# How to Overclock Intel Core 2 Duo E4700



## G.Ashwinkumar (Dec 22, 2013)

I own a very old Cpu the Intel Core 2 Duo E4700 @ 2.60 Ghz. I'm going to get a new pc next year but still want to use this one to the max. I want to know how to overclock this cpu with stock coolers i don't need an extreme overclocking if i could take it up to 3.2Ghz it would be good for me( Remember currently i don't want to invest my money on anything). Please don't give me links to general core 2 duo overclocking i tried to read and understand them but they simply are too complex so just say me how to overclock this one !

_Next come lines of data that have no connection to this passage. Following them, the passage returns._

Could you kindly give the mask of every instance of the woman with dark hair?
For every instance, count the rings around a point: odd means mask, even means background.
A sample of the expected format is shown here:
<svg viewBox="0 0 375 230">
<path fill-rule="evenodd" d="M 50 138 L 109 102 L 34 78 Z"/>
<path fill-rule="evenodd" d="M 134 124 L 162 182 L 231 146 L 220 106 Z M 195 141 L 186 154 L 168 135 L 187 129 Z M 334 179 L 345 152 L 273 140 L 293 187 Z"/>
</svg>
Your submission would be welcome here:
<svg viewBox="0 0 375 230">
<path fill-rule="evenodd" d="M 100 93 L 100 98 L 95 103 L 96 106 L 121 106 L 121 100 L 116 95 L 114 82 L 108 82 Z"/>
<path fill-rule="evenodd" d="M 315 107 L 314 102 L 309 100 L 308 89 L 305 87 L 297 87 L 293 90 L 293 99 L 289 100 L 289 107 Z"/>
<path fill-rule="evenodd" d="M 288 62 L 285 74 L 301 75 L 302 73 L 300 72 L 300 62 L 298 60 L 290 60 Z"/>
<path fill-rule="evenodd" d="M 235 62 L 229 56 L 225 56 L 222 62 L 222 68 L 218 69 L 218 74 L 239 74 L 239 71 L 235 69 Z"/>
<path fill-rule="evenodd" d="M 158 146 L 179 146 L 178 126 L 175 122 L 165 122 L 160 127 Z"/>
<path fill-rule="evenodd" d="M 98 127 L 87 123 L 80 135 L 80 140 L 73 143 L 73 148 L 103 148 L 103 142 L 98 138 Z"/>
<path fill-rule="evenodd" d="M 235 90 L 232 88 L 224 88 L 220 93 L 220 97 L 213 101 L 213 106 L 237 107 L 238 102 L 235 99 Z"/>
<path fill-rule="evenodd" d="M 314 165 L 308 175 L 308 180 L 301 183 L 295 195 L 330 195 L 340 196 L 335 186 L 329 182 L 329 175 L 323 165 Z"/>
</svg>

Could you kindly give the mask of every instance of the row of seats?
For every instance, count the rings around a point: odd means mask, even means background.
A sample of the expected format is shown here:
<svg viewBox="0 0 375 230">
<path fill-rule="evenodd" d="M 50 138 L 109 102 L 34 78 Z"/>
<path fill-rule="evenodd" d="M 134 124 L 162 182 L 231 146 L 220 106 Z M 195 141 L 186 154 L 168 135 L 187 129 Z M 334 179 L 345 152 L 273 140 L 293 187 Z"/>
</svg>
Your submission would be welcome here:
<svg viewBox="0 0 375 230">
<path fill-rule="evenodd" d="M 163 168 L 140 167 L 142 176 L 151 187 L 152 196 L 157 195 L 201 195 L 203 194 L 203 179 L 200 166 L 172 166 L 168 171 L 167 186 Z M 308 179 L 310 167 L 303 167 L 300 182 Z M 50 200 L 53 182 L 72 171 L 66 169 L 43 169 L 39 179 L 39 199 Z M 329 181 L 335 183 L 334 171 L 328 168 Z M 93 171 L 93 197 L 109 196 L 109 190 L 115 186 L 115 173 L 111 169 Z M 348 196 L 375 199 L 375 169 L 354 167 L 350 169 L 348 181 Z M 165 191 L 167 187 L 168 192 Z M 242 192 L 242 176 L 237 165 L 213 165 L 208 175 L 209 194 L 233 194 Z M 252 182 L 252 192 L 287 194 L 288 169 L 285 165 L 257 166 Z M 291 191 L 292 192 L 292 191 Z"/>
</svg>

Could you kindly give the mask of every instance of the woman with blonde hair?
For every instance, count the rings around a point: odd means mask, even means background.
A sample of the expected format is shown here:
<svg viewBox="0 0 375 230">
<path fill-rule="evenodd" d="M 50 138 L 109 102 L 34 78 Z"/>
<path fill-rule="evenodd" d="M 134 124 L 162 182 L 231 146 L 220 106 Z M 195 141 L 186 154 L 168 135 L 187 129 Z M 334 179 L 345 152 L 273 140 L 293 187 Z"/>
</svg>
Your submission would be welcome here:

Motherboard: MS 7525 Version 1.0
Ram: 2*2Gig DDR2 Ram
OS: Windows 7 ultimate 64bit. 
Bios: Brand Phoenix Technologies, LTD, Version


----------



## rijinpk1 (Dec 22, 2013)

dont try to overclock with stock cooler. get a good after market cooler before proceeding further.anyway the performance improvement will not be that higher.
you can change the base clock little by little(say an increase in amount by 5) to overclock your cpu. i dont know how good is your mobo and better do not try it with stock cooler atleast. also do keep an eye on temperature.


----------



## AbhMkh (Mar 30, 2014)

G.Ashwinkumar said:


> I own a very old Cpu the Intel Core 2 Duo E4700 @ 2.60 Ghz. I'm going to get a new pc next year but still want to use this one to the max. I want to know how to overclock this cpu with stock coolers i don't need an extreme overclocking if i could take it up to 3.2Ghz it would be good for me( Remember currently i don't want to invest my money on anything). Please don't give me links to general core 2 duo overclocking i tried to read and understand them but they simply are too complex so just say me how to overclock this one !
> 
> Motherboard: MS 7525 Version 1.0
> Ram: 2*2Gig DDR2 Ram
> ...



I just overclocked an even older processor, the Pentium D 820 from stock 2.8 Ghz to 3.3 Ghz(30 % performance increase in Cinebench R 11.5) on stock cooling.

Let me see If I can help you, Just answer the following questions.

1. Is your system branded or custom assembled

2. Is your BIOS locked or unlocked ?

3. Use SPEEDFAN and tell me your idle CPU temp.

Cheers!
Abhijit


----------